Sechziger auf dem Weg zu neuer Turnkultur

23.1.2015, 12:28 Uhr
Sechziger auf dem Weg zu neuer Turnkultur

© Foto: Giulia Iannicelli

Diese Szene zeigt die ganze Vielfalt des Turnsports. Während rechter Hand junge Frauen grazil zu langsamen Klängen tanzen, geht es wenige Meter weiter akrobatisch zu. Alexander Weigel reibt seine Hände mit Magnesia ein, zieht die Bandage um die Hand fest und atmet kurz durch. Ein Sprung, und der 28-Jährige windet sich elegant und schnell um das Pauschenpferd. Sein Kollege Kai Meister hängt dahinter in luftiger Höhe an den Ringen und dreht sich mehrfach. Die Kinder auf dem Trampolin staunen.

Turnstunde bei Fürths größtem Sportverein, dem TV 1860. 4300 Mitglieder sind dort in 23 Abteilungen aktiv, die Turner sind mit 900 Sportlern die größte. Neben Gymnastik und Kinderturnen bietet der Klub die Trendsportart Parkour und den Mannschaftssport Team Gym an. Seit gut zwei Jahren weht aber auch ein ganz anderer Wind durch die Halle an der Coubertinstraße. Als einziger Verein in der Region bieten die Sechziger Leistungsturnern die Möglichkeit, im Ligabetrieb zu starten. Geplant sei es nicht gewesen, sagt Alexander Weigel. „Einige Turner sind aus anderen Städten hierher gezogen, zur gleichen Zeit haben einige Ehemalige wieder begonnen.“

In Mittelfranken wandern aber nur wenige Sportler auf den Spuren von Turnvater Jahn. „Kein Verein hat hier alle notwendigen Geräte und Matten – nur wir“, sagt Weigel. Eine Anlaufstelle wollen sie folglich sein, für Ambitionierte aus der ganzen Region.

Seit zwei Jahren nimmt die Fürther Mannschaft auch wieder an Wettkämpfen teil, derzeit noch ganz unten in der Landesliga. In der abgelaufenen Saison wurde das achtköpfige Team Dritter von zwölf. Gesteigert hätten sie sich, sagt Weigel, „aber jetzt wollen wir auch mal weiter hoch“. Einen ersten Erfolg konnte der TV schon verzeichnen: Der 21-jährige Kai Meister wurde in der Einzelwertung bester Turner der Saison, die vier Wettkämpfe umfasst. Dabei gibt es jeweils sechs Disziplinen, die geturnt werden müssen: Ringe, Barren, Reck, Pauschenpferd, Sprung und Boden. Die vier Besten pro Mannschaft starten an jedem Gerät, das drei Kampfrichter begutachten. Am Ende werden die vier Wertungen pro Gerät mal sechs genommen und auf diese Weise eine Team-Wertung errechnet.
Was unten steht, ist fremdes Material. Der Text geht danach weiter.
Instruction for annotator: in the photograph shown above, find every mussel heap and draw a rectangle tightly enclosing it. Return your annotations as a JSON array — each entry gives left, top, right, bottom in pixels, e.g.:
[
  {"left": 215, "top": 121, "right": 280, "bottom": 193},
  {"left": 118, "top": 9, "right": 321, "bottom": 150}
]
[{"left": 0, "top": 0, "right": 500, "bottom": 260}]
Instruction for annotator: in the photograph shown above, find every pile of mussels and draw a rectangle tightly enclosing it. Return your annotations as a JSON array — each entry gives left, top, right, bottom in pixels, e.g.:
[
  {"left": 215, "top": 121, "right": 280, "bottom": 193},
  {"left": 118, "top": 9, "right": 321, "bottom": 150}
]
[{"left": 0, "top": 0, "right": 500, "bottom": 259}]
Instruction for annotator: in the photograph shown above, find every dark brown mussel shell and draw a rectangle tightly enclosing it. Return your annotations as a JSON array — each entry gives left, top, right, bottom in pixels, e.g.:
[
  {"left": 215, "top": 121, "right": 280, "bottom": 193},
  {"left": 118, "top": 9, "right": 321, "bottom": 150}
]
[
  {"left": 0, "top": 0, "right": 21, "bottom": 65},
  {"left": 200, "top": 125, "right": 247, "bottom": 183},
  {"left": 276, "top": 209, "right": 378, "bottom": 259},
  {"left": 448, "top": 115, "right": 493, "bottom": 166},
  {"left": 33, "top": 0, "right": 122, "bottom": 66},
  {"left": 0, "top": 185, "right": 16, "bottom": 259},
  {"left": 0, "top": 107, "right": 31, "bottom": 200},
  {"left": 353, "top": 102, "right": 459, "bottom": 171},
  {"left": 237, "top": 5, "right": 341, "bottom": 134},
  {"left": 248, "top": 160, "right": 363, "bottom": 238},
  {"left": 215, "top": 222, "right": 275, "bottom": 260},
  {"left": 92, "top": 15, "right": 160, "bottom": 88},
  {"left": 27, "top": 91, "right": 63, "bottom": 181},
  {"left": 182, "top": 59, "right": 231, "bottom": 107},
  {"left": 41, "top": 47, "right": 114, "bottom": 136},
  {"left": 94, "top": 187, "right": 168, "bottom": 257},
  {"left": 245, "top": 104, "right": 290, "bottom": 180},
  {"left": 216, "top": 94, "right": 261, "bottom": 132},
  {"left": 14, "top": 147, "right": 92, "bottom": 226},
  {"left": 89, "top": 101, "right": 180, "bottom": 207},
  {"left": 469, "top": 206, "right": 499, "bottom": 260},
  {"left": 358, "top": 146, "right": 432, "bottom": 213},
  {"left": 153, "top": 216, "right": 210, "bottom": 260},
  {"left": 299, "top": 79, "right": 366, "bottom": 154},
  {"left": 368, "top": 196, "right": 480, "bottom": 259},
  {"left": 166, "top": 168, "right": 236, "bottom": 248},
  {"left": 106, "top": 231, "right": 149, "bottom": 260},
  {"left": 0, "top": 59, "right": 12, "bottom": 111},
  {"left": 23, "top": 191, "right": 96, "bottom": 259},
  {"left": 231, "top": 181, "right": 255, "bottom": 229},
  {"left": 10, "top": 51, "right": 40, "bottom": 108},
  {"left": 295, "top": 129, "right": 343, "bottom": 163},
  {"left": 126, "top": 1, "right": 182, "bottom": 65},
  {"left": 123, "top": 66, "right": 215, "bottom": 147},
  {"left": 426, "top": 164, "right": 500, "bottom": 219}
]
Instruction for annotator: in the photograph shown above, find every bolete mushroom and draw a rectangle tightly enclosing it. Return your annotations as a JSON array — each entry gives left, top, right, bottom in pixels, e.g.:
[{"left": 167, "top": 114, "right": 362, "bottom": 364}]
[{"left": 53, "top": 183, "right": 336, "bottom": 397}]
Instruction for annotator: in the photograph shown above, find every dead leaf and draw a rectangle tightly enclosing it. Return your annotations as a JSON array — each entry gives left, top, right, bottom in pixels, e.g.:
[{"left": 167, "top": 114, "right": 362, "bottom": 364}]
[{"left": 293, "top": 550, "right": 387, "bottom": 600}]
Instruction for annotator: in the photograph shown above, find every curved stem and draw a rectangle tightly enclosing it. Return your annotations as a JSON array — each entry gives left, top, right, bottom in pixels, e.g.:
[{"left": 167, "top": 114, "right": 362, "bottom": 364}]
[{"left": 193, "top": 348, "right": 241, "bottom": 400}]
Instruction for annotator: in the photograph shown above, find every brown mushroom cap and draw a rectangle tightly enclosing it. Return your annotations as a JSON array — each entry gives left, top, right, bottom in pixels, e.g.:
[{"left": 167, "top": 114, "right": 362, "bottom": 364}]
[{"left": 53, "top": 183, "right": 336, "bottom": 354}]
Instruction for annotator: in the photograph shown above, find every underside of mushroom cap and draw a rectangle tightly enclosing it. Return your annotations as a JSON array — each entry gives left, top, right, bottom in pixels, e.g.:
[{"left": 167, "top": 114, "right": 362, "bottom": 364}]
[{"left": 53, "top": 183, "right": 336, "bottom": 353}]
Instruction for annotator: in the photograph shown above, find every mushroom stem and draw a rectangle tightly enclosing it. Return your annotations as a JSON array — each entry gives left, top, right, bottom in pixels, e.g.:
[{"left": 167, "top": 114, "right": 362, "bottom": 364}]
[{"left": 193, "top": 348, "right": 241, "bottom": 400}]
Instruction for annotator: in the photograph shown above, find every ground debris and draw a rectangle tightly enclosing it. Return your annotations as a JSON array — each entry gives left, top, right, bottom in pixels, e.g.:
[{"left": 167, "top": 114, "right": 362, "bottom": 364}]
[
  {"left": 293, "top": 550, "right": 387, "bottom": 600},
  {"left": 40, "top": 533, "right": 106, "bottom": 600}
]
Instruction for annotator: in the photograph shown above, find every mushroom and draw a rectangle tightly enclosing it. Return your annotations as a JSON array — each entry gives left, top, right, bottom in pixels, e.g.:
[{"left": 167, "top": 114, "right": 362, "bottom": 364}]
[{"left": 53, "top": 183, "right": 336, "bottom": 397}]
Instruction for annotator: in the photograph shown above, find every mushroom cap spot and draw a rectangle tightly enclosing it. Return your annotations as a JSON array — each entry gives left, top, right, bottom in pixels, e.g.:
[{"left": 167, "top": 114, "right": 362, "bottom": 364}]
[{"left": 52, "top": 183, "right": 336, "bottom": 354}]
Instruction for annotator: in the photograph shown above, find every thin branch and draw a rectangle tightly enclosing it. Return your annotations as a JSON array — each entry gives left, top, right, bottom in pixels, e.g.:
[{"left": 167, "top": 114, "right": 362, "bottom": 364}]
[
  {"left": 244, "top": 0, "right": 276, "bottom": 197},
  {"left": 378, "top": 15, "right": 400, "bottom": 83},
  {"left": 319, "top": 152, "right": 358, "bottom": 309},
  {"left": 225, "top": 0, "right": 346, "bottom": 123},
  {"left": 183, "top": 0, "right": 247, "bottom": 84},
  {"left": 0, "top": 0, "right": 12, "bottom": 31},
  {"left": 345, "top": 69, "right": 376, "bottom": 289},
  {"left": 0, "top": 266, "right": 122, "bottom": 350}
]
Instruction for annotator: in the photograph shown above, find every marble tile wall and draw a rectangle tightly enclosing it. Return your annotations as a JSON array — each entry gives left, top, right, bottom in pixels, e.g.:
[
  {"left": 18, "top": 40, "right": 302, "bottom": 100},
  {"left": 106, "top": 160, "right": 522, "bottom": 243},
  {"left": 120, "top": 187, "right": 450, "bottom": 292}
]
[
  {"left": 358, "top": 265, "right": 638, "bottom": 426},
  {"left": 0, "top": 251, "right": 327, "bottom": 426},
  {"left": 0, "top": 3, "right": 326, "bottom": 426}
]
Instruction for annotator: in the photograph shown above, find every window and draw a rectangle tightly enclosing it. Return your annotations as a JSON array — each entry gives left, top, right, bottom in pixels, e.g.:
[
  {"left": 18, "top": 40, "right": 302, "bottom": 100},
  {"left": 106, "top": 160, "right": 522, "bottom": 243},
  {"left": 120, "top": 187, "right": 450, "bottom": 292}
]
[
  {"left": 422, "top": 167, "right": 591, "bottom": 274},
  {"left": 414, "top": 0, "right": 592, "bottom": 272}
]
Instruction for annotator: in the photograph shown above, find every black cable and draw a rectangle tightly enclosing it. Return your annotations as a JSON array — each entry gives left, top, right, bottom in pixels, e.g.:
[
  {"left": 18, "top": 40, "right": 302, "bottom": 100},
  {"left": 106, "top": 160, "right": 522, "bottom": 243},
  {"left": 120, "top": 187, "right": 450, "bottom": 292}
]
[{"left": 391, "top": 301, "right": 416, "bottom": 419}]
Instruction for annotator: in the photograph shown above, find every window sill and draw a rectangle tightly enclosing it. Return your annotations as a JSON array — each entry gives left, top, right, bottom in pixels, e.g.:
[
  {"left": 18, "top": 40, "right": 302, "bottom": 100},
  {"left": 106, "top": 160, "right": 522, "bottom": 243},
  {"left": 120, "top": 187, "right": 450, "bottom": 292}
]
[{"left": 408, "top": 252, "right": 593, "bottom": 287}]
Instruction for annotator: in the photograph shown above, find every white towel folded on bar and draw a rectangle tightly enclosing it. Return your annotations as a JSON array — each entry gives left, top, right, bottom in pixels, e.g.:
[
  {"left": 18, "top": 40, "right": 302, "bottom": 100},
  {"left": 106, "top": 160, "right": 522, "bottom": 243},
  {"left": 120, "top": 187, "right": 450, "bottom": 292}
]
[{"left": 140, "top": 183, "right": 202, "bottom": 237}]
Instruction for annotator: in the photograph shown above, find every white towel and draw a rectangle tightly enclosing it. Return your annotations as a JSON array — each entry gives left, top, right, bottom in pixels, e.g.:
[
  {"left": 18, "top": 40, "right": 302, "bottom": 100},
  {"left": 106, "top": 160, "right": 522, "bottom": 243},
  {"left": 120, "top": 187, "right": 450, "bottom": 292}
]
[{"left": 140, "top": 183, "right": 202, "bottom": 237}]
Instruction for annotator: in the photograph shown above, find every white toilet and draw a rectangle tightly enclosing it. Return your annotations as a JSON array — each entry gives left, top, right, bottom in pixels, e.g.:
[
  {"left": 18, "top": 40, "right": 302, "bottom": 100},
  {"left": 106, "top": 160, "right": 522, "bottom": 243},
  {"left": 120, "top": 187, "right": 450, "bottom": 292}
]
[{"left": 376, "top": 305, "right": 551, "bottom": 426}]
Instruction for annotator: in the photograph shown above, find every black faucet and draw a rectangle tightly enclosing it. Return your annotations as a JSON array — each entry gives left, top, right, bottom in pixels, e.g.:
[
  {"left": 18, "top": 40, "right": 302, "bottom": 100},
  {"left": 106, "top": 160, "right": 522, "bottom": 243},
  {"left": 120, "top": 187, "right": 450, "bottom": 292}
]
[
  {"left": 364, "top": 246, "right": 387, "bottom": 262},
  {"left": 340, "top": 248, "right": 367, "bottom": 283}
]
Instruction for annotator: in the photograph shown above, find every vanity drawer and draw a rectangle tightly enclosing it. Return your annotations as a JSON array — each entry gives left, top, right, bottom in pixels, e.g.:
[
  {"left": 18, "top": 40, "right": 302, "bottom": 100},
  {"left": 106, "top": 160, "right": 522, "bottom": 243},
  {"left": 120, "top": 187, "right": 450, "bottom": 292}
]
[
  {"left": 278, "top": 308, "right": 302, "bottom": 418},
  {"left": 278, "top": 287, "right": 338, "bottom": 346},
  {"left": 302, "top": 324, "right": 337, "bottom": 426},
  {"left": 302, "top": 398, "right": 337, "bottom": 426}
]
In Fürth kann der Verein aber keine Wettkämpfe ausrichten. „Die Geräte genügen schlicht den Ansprüchen nicht“, sagt Weigel. Deshalb ist die Abteilung auf der Suche nach Sponsoren, die dem Turnen in Fürth zu neuem Glanz verhelfen wollen. „Ein neues Reck kostet beispielsweise 2000 Euro“, rechnet er vor.

Kenntnisreicher Trainer

Während Kai Meister abermals an den Ringen hängt, steht Trainer Norbert Stocker an der Seite, gibt Tipps. Beinhaltung, Stabilität — Stocker sieht selbst kleinste Fehler. Das rein sportliche Geschehen sei ihm gar nicht so wichtig, sagt der 65-Jährige, „ich will Turnkultur verbreiten, denn Turnen ist Kunst“. Stocker hat selbst lange Jahre geturnt und unterrichtet am Fürther Hardenberg-Gymnasium. Als sein Sohn Fabian, selbst passionierter Sportler, ihn auf das Traineramt ansprach, sagte er sofort zu.

Kai Meister und Alexander Weigel dagegen schulen die Jugend. „Wir wollen langfristig unseren eigenen Nachwuchs aufbauen“, sagt Meister. Es herrsche ein Zulauf in allen Altersklassen, aber es fehlen die Übungsleiter. Wie so oft im Breitensport. Meister ist überzeugt, dass Turnen den Kindern gut tut: „Sie bekommen ein Gefühl für ihren Körper, was eine Basis für die gesamte Entwicklung ist.“

Wenig später steht auch er am Pauschenpferd, um „an seiner Performance zu arbeiten“, wie Norbert Stocker es formuliert. Bis Mai hat er dazu Zeit. Dann geht es wieder um Punkte. Und um den Aufstieg.